5 dicembre 2016; alluvione di sentenze, proclami, appelli, pronostici e ipotesi non appena conosciuto a notte fonda l’esito del referendum e l’annuncio delle dimissioni di Renzi.

Alla confusione delle parole e delle idee, preferisco la solitudine del pensiero unico, certamente sbagliato ma almeno chiaro e semplice, come lo è il Partito Nazionale unico e un Uomo solo al comando che poi magari finirà appeso a piazzale Loreto ma che fino a quel momento almeno ha potuto fare quello che aveva in testa.

Licio Gelli lo aveva capito, e prima di lui lo aveva teorizzato Gaetano Mosca: in Italia governa sempre una minoranza concorde e una maggioranza discorde le si oppone.

La minoranza che governa si consolida e cristallizza come “elite” intorno a un nucleo primordiale di valori, interessi e umori, nucleo pensato da poche menti illuminate a monte dell’ideologia, della religione e dell’economia e che si sovrappone al sistema istituzionale e all’assetto di governo dello Stato.

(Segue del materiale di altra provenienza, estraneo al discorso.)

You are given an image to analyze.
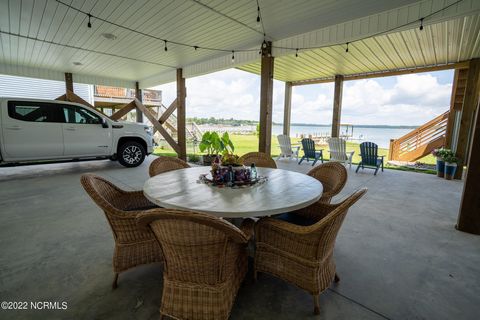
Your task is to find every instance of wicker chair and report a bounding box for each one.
[240,152,277,169]
[137,208,254,320]
[148,156,190,177]
[81,174,163,289]
[307,162,348,203]
[254,188,367,314]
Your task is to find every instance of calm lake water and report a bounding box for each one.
[272,125,413,148]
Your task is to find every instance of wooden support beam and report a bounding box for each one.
[135,81,143,123]
[65,72,74,92]
[176,69,187,161]
[158,99,177,124]
[456,105,480,235]
[445,69,460,149]
[134,99,180,154]
[110,100,137,121]
[292,61,469,86]
[455,58,480,179]
[258,41,274,154]
[283,82,292,136]
[332,75,343,137]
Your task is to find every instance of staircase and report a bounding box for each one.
[389,111,450,162]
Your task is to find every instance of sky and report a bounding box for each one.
[154,69,453,125]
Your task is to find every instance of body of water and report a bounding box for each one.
[272,125,413,148]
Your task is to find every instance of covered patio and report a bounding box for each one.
[0,156,480,319]
[0,0,480,319]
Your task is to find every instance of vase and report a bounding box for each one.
[445,162,457,180]
[437,158,445,178]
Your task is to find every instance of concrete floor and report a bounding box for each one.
[0,156,480,320]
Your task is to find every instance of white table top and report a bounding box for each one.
[143,167,323,218]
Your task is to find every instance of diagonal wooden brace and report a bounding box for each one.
[134,99,180,154]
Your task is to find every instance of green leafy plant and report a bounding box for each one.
[188,154,200,163]
[442,151,458,163]
[198,131,235,155]
[221,132,235,155]
[198,131,212,154]
[432,147,454,160]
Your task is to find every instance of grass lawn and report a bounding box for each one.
[154,134,435,173]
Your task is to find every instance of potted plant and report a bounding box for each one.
[198,131,224,166]
[432,147,450,178]
[443,151,458,180]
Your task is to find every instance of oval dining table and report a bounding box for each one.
[143,167,323,218]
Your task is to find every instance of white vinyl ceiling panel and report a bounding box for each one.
[0,0,478,87]
[239,14,480,82]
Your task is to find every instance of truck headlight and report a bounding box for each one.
[143,127,153,136]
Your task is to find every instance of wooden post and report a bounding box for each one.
[456,105,480,235]
[135,81,143,123]
[283,82,292,136]
[445,69,460,149]
[258,41,274,154]
[455,58,480,179]
[65,72,73,92]
[332,75,343,138]
[177,69,187,161]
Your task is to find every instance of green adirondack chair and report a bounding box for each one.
[298,138,323,166]
[355,142,385,175]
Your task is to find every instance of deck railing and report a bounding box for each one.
[93,86,162,104]
[389,111,450,161]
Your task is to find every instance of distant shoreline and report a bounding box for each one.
[274,123,419,129]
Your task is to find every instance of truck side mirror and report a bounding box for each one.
[102,118,108,128]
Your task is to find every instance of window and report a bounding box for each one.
[63,106,102,124]
[8,101,61,122]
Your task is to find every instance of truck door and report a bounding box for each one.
[2,101,63,161]
[62,104,112,157]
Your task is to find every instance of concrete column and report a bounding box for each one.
[65,72,73,92]
[457,104,480,235]
[258,41,274,154]
[332,75,343,137]
[455,58,480,179]
[135,81,143,123]
[283,82,292,136]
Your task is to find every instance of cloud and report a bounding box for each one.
[151,69,451,125]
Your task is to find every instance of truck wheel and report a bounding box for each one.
[117,141,146,168]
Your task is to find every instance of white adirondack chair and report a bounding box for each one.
[327,138,355,168]
[277,134,300,161]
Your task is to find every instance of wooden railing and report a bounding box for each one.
[389,111,450,161]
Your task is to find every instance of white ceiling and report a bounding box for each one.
[0,0,480,87]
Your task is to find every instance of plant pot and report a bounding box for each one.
[202,154,217,166]
[437,158,445,178]
[445,162,457,180]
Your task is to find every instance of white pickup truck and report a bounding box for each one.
[0,98,153,167]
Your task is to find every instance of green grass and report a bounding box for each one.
[154,134,435,173]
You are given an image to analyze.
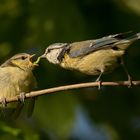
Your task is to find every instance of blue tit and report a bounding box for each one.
[41,33,140,81]
[0,53,37,118]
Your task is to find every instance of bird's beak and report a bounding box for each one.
[29,54,38,67]
[40,53,46,58]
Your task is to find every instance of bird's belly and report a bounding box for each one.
[63,52,120,75]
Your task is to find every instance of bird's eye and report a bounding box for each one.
[112,46,119,51]
[21,56,27,60]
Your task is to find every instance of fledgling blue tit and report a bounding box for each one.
[41,33,140,81]
[0,53,37,118]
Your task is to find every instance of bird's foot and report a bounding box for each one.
[128,75,133,88]
[0,97,7,107]
[96,79,102,90]
[18,92,25,103]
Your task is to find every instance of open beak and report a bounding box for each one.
[40,53,46,58]
[29,54,38,67]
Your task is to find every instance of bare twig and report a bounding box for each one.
[0,81,140,103]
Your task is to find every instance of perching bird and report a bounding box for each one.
[0,53,37,118]
[41,33,140,81]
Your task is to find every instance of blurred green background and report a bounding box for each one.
[0,0,140,140]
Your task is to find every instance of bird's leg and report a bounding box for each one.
[121,58,133,88]
[18,92,25,103]
[96,72,103,90]
[0,97,7,107]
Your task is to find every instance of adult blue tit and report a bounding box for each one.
[41,33,140,81]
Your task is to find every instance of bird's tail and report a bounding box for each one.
[115,33,140,50]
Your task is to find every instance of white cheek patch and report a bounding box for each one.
[46,49,61,64]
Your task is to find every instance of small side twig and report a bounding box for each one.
[0,81,140,104]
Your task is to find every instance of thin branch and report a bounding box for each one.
[0,81,140,103]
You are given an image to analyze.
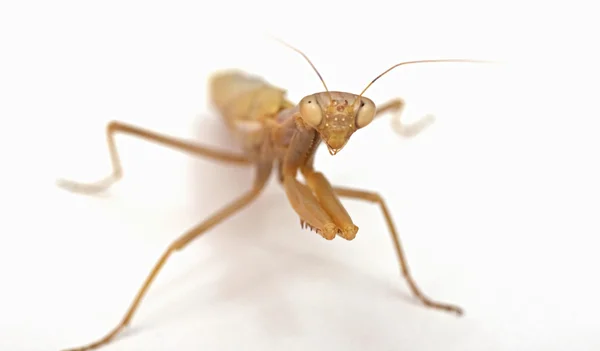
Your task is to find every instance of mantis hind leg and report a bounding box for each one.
[57,121,252,194]
[375,98,435,138]
[64,163,272,351]
[333,187,463,315]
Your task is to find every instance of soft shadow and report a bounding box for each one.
[138,116,426,342]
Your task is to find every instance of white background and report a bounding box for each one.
[0,1,600,351]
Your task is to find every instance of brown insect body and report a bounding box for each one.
[59,43,492,351]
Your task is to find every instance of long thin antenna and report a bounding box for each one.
[273,38,332,100]
[357,59,493,100]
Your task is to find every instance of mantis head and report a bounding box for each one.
[299,91,376,155]
[278,40,490,155]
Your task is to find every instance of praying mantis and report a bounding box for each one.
[58,43,489,351]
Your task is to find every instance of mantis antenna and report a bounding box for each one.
[274,38,333,101]
[357,59,493,100]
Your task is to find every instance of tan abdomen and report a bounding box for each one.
[209,70,291,153]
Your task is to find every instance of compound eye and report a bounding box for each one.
[300,95,323,128]
[356,97,376,128]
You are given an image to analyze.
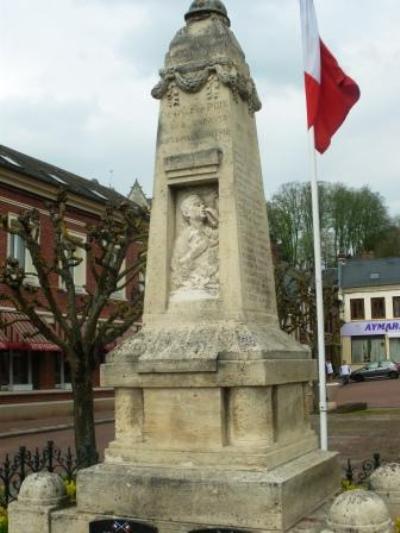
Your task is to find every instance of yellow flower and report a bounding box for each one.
[64,481,76,503]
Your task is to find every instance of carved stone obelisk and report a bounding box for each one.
[74,0,339,532]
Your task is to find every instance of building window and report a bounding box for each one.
[56,353,71,389]
[111,259,126,300]
[351,336,386,363]
[389,339,400,363]
[60,230,87,292]
[8,213,38,285]
[350,298,365,320]
[371,298,386,318]
[0,351,11,391]
[393,296,400,318]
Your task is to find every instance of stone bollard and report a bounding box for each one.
[369,463,400,518]
[324,490,393,533]
[8,472,68,533]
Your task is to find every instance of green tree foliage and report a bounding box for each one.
[269,182,390,269]
[0,192,149,466]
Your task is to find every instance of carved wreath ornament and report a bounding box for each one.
[151,62,261,113]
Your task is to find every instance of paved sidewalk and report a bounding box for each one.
[0,411,114,439]
[336,379,400,408]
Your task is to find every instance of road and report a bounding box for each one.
[0,380,400,463]
[336,379,400,408]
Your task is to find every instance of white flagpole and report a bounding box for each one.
[309,128,328,451]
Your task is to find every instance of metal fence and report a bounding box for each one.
[345,453,382,485]
[0,440,79,507]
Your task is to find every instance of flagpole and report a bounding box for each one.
[309,128,328,451]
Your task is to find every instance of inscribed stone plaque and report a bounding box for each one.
[89,518,158,533]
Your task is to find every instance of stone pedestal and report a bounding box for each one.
[46,0,339,533]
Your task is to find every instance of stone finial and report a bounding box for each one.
[18,472,68,507]
[369,463,400,516]
[328,490,393,533]
[185,0,231,26]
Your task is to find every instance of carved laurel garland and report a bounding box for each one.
[151,61,261,113]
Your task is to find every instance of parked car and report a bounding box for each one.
[350,361,400,381]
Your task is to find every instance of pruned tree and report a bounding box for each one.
[275,262,342,357]
[0,191,149,466]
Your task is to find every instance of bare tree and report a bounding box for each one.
[0,191,149,466]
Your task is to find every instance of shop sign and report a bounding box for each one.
[340,320,400,337]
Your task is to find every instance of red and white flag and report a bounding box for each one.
[300,0,360,154]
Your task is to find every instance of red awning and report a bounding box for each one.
[0,311,61,352]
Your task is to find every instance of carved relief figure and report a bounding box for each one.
[171,194,219,299]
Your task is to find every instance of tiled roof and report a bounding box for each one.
[0,145,126,204]
[339,257,400,289]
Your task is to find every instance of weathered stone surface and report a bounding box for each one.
[44,0,340,533]
[327,490,393,533]
[78,452,340,531]
[369,463,400,519]
[8,472,68,533]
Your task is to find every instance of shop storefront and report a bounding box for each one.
[0,312,64,391]
[341,319,400,365]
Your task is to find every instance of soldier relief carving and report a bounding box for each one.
[171,189,219,301]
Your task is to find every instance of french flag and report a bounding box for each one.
[300,0,360,154]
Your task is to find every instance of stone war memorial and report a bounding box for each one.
[11,0,340,533]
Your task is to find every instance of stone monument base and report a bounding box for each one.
[51,451,340,533]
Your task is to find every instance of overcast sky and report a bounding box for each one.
[0,0,400,214]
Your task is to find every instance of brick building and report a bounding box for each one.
[0,145,144,394]
[339,257,400,368]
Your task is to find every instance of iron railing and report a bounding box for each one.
[0,440,79,507]
[345,453,382,485]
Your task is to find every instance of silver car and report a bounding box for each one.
[350,361,400,381]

Nel teatrino della politica italiana i burattini e le marionette hanno sempre recitato la parte di un copione scritto da coreografi, registi, sceneggiatori, autori e costumisti a loro volta eterodiretti da un burattinaio unico ed impersonale, appunto la elite, il nucleo primigenio che si è formato per poi consolidarsi in movimento e cristallizzare in regime.

Oggi con l’esito referendario si è coagulato in Italia il nucleo primigenio della futura minoranza di governo che si consoliderà intorno a valori, interessi e umori condivisi dai suoi componenti che inevitabilmente sono destinati a raccogliersi in una entità che potrei chiamare, banalmente, il Partito del sì o quello della nazione calamitati da poche istintive, spontanee e naturali intuizioni di positività, di praticità e di empirismo costruttivo.

Prossima Marcia su Roma nella primavera 2018.